The country did not seek TRANSCOM’s help in getting Americans out from behind Iran

Sen. Elizabeth Warren, Democrat from Massachusetts and ranking member of the Senate Banking, Housing, and Urban Affairs Committee, during a hearing in Washington, April 21, 2026.
Graeme Sloan | Bloomberg | Getty Images
The State Department did not blame the US Transportation Command, or TRANSCOM, for evacuating non-federal Americans from the Middle East after the start of the Iran war, according to answers given by the military branch to Sen. Elizabeth Warren and shared first with CNBC.
In a May letter to Warren, which followed a Massachusetts Democrat’s request for more information about the evacuation operation in early March, TRANSCOM reported that it was moving more than 1,500 people working with the State Department. But in a series of questions about moving some US citizens to the region, the command said it “did not receive the task of moving US citizens (non-US workers).”
“The Trump administration put the American people at risk by starting an illegal war in the Middle East, then negligently failed to use every tool to get them out quickly and safely,” Warren said in a statement sent to CNBC. “Donald Trump’s war on Iran has put American soldiers and civilians at risk overseas, cost families at home, and undermined our standing in the world – it must end now.”
CNBC has reached out to the State Department and TRANSCOM for comment.
Warren has been critical of the Trump administration’s war on Iran, and its efforts to evict Americans stuck in the region after the conflict began in late February.
He pressed the commander of TRANSCOM, Gen. Randall Reed in response to a March Senate hearing, then followed up in April with letters to TRANSCOM seeking more information.
TRANSCOM was previously tasked by the State Department with getting Americans out of volatile political situations.
In 2021, TRANSCOM assisted in a major evacuation effort from Afghanistan as US troops and others were pulled out of the country. And during the 2006 War between Israel and Hezbollah, TRANSCOM partnered with the State Department to evacuate nearly 15,000 Americans from Lebanon, in what was one of the largest efforts of its kind in recent history, according to the Government Accountability Office.
“The American people have a right to know whether the Trump administration has used every tool at its disposal to get Americans out of the Middle East after President Trump launched an illegal and unconstitutional war that put American lives at risk across the region,” Warren wrote in his April letter to TRANSCOM.
Americans in the region complained of chaos and sometimes confused communication with the US government after the attack on Iran in late February.
In early March, the State Department sent a warning to American citizens to “MOVE NOW,” and the protests began. Some Americans are stuck in the region for days or weeks as they search for commercial or government routes out of the Middle East.
Under Warren’s questioning, Reed, in his Senate testimony in early March, said that TRANSCOM helped airlift large numbers of Americans out of the region. Warren, however, said TRANSCOM told his office in March that it had not been contacted by the State Department to assist in the removal of Americans working for non-US government agencies.

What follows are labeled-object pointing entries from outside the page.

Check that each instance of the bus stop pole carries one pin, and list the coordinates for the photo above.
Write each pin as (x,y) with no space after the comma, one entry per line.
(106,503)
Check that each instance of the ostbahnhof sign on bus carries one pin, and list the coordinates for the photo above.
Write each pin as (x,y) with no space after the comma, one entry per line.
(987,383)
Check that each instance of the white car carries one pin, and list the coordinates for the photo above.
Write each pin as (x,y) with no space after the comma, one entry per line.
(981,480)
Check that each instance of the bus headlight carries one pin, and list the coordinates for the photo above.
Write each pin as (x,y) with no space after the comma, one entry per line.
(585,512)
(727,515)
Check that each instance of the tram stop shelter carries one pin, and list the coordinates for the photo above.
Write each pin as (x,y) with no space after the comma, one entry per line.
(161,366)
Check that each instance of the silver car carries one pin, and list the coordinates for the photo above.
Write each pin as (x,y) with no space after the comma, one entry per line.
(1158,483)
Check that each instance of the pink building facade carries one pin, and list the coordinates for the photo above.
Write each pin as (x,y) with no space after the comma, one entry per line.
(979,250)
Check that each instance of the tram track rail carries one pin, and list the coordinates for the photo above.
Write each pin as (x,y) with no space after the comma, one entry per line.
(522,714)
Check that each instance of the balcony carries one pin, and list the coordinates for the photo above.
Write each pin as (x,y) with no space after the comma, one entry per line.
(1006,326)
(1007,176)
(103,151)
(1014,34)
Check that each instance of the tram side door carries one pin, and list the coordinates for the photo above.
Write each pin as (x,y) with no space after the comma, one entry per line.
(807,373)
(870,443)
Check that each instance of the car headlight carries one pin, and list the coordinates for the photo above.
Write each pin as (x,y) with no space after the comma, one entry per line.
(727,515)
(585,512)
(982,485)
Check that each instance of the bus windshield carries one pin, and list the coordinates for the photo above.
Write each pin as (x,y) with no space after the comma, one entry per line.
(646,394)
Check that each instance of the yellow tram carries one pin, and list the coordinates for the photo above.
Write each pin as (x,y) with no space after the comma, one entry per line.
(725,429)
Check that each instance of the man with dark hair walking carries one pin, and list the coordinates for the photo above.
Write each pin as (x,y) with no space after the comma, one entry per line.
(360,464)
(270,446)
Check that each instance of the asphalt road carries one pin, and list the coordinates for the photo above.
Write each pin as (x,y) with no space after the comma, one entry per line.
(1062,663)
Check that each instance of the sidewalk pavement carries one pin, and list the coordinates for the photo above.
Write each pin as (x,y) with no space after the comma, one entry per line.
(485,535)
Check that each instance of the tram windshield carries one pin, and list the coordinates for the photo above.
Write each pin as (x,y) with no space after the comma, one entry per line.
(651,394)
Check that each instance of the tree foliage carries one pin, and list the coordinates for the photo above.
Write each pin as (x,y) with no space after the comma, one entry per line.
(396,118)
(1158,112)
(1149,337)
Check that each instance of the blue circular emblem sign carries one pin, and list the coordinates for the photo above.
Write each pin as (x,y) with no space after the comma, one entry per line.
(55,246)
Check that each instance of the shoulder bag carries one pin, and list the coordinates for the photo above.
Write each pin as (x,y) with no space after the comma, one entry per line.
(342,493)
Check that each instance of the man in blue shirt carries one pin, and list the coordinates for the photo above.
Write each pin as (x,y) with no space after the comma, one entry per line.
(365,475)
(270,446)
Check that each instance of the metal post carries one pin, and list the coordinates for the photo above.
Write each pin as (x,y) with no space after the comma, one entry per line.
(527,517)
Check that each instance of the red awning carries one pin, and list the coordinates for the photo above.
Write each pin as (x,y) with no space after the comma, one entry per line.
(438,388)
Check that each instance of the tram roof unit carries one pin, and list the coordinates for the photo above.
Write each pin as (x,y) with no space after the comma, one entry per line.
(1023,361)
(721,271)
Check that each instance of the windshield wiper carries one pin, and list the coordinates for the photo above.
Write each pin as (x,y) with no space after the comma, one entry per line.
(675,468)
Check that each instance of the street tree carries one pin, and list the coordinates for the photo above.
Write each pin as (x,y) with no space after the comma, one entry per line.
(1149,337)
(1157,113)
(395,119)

The apparent discrepancy led Warren to seek clarification.
“There were significant discrepancies between what my office was told prior to the hearing and the information you provided at the hearing,” Warren wrote in April. “And more than a month after that hearing, my office has not received any information from your order to support your testimony.”
In March, Warren led the Massachusetts delegation in a letter to the State Department criticizing the administration’s lack of preparation for removing Americans and demanding answers to their response.

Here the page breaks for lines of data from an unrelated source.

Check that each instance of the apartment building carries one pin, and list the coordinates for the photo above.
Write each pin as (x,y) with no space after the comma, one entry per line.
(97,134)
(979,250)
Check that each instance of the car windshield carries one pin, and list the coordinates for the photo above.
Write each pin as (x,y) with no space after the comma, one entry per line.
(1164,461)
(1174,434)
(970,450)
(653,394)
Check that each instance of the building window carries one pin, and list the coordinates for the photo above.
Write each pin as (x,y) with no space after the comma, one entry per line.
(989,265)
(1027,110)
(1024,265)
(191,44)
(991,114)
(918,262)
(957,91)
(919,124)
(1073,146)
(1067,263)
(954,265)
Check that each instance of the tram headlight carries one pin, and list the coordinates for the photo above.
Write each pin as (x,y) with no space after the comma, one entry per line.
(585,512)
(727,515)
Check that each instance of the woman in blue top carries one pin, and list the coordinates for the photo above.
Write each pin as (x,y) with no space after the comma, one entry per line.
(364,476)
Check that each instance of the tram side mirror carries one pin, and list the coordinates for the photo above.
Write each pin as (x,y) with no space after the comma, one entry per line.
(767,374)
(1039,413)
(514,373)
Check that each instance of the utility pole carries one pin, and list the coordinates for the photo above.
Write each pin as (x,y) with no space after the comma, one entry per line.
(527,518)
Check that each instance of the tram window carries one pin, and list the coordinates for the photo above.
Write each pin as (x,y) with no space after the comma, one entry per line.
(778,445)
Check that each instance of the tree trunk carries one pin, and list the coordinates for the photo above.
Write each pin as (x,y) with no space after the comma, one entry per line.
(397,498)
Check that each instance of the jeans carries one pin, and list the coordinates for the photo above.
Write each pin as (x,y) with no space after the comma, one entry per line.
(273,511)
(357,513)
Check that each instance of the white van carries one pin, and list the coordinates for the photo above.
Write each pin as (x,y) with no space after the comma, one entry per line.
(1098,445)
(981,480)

“As of February 28, more than 120,000 US citizens have returned safely to the United States from the Middle East,” the State Department said in a two-page response in May. “The Department organized more than 60 charter flights and coordinated ground travel options, safely evacuating thousands of Americans from the Middle East while continuing to provide security updates and travel assistance.”
“The Department stands ready to assist any American wishing to travel to the region, subject to local security conditions and available transportation,” the State Department wrote.